Human vs JSON output formatting: avoid mixing concerns

Two of the original ideas about Unix is that each program should do one thing and that programs should be able to be combine so they consume each others' output. This led to the convention and tradition that Unix command line programs produce output that's relatively easy for other programs to parse.

In practice, this meant that output was line based, one record per line, and columns on a line were separated by white space or other characters that were easy to match on, such as colons. In simple cases this is very easy, and so it's common, but as the world gets more complicated, simple cases are sometimes not enough.
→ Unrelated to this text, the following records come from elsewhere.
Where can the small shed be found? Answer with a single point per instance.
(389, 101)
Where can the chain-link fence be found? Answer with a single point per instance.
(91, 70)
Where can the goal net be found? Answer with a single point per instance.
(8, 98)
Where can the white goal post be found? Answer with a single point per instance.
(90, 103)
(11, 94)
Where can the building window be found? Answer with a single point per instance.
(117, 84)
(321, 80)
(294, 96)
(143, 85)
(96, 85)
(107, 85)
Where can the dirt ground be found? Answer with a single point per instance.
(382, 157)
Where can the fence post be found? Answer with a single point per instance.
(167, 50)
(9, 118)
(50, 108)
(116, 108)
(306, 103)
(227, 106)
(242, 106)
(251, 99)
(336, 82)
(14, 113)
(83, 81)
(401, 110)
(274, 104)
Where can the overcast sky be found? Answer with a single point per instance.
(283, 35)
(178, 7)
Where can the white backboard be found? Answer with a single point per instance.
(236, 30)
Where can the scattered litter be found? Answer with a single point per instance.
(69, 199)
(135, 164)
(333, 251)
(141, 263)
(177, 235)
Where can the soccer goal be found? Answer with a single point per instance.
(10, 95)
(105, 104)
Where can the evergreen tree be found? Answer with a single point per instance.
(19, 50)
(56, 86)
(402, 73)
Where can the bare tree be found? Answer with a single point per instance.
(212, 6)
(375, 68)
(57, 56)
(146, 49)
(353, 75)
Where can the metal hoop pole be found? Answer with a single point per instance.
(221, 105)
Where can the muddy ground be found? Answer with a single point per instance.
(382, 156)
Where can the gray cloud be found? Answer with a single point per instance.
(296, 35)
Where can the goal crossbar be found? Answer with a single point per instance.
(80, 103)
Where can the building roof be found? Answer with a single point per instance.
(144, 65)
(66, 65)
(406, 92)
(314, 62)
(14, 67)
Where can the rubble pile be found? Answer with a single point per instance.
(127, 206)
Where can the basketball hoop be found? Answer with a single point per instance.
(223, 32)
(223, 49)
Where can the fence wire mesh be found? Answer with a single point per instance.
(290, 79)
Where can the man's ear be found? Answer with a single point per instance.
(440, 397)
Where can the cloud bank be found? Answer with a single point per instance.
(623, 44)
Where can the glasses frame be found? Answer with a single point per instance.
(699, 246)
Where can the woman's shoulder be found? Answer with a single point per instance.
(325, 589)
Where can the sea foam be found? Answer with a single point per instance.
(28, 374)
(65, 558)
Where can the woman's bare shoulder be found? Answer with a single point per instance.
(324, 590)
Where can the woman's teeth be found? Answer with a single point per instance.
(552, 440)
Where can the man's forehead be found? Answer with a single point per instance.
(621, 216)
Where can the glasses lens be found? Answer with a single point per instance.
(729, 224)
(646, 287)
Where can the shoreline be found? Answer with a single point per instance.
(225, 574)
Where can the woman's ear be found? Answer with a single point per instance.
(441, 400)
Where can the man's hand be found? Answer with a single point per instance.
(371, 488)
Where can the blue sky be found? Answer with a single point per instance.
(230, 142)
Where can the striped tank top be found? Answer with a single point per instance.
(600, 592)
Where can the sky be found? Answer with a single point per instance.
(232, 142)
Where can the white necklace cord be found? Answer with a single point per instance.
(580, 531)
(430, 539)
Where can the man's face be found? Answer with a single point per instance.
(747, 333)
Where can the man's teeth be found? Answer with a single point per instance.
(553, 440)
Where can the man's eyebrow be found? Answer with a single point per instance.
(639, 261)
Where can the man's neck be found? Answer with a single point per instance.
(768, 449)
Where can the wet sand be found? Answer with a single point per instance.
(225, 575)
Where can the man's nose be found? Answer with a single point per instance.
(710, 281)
Today, it's a common request today that a Unix command line program should optionally format output in a structured format, such as JSON.

Luckily, this is easy enough to do, in most languages. In the Rust language, the powerful serde set of libraries makes this particularly easy.
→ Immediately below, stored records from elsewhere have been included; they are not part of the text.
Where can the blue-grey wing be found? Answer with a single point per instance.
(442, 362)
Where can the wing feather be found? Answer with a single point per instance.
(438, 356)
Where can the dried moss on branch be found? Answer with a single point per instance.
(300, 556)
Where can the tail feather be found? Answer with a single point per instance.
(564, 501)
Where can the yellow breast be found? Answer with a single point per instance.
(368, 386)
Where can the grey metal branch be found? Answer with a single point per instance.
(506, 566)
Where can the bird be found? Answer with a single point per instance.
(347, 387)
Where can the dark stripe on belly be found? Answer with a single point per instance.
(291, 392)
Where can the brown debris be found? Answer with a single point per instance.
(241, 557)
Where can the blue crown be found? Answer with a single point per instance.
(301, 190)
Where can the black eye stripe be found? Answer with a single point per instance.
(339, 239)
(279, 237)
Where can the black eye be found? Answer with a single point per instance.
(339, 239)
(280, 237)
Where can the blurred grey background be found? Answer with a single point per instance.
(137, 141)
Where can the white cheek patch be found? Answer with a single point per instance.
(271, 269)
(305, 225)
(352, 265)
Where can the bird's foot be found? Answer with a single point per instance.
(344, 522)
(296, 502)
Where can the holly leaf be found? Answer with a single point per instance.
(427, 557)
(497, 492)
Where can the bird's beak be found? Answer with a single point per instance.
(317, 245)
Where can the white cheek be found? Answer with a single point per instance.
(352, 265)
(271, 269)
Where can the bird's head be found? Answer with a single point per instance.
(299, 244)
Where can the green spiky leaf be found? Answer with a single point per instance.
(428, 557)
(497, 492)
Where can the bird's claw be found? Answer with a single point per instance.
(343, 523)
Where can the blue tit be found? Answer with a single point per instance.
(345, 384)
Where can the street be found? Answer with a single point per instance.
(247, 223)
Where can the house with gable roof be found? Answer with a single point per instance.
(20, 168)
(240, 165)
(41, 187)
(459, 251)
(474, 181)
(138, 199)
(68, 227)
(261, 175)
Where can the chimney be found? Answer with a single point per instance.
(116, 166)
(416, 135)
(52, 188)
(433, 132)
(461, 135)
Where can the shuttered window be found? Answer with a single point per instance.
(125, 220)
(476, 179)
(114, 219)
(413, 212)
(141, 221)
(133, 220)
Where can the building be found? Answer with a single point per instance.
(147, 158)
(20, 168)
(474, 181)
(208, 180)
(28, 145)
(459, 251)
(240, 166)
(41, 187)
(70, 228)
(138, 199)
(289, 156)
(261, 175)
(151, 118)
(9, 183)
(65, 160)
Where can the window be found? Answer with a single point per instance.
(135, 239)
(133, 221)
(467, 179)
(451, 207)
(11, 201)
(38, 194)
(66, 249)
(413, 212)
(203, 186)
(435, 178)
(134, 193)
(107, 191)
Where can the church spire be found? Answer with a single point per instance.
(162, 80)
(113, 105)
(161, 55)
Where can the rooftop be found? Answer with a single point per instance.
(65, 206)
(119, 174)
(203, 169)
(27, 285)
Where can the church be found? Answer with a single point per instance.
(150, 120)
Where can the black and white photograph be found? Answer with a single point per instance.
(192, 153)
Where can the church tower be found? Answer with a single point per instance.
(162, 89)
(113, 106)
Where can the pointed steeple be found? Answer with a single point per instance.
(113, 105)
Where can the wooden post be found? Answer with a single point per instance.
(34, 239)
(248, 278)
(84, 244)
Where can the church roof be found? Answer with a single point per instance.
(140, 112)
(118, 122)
However, adding JSON output support to an existing program can be tedious. A very common implementation approach is to mix the logic for figuring out what to output and the logic for how to format the output. If there's only one output format, mixing these concerns is often the simplest path forward. In very resource constrained environments it can be the only way, if there isn't enough memory to store all of the data to be formatted to output at once.
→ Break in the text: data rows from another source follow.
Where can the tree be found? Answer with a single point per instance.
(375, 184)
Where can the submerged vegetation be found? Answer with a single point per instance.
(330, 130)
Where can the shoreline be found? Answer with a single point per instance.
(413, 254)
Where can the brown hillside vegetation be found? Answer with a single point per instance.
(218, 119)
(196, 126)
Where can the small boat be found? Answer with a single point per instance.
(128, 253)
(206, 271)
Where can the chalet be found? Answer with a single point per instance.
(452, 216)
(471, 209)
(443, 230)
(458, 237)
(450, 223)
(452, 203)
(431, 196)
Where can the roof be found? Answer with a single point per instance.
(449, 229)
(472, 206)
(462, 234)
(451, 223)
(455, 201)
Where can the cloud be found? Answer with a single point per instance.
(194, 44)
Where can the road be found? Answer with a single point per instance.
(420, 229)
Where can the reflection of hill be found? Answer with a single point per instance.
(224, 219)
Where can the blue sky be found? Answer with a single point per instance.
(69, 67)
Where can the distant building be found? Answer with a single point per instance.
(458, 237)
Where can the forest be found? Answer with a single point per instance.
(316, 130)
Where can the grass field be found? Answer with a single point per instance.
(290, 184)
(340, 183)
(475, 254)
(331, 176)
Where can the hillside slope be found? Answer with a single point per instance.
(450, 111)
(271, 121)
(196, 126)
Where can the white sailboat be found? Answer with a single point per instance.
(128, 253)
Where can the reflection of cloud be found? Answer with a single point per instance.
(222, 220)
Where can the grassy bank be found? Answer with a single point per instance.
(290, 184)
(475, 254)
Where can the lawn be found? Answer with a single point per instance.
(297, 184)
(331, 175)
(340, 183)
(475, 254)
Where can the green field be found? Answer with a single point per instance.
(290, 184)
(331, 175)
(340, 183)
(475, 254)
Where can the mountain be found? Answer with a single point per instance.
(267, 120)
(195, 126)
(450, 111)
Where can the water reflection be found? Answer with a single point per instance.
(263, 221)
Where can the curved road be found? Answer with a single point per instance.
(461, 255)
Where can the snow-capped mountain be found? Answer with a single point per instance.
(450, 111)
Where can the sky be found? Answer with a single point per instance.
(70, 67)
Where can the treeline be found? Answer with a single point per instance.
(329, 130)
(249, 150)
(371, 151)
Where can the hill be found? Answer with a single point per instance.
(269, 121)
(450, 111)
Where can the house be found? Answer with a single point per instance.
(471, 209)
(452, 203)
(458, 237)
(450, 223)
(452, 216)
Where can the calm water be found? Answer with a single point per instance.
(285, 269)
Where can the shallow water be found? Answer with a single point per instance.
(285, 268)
When multiple output formats need to be supported, and it's possible to store all of the output data in memory at once, I prefer to separate the concerns. First I collect all the data to be output, then I produce output in the desired output format.

As an example in the Rust language:

#![allow(dead_code)]

use serde::Serialize;

fn main() {
    let output = Output {
        name: "example".into(),
        values: vec![
            OutputValue {
                key: "foo".into(),
                value: "bar".into(),
            },
            OutputValue {
                key: "yo".into(),
                value: "yoyo".into(),
            },
        ],
    };

    println!("========================================");
    println!("humane output:");
    println!();
    println!("name: {}", output.name);
    println!("values:");
    for v in output.values.iter() {
        println!("  {}={}", v.key, v.value);
    }

    println!("========================================");
    println!("debug output:");
    println!();
    println!("{output:#?}");

    println!("========================================");
    println!("JSON output:");
    println!();
    println!("{}", serde_json::to_string_pretty(&output).unwrap());
}

#[derive(Debug, Serialize)]
struct Output {
    name: String,
    values: Vec<OutputValue>,
}

#[derive(Debug, Serialize)]
struct OutputValue {
    key: String,
    value: String,
}

This is a very simplistic example, of course, but shows how the two concerns can be separated.

I've converted a few programs to this style over the years. The hard part is always teasing apart the data collection and the output formatting. It needs to be done carefully to avoid breaking anything that depends on the existing output format.

In any new programs I write, I separate the concerns from the beginning to be kind to my future self.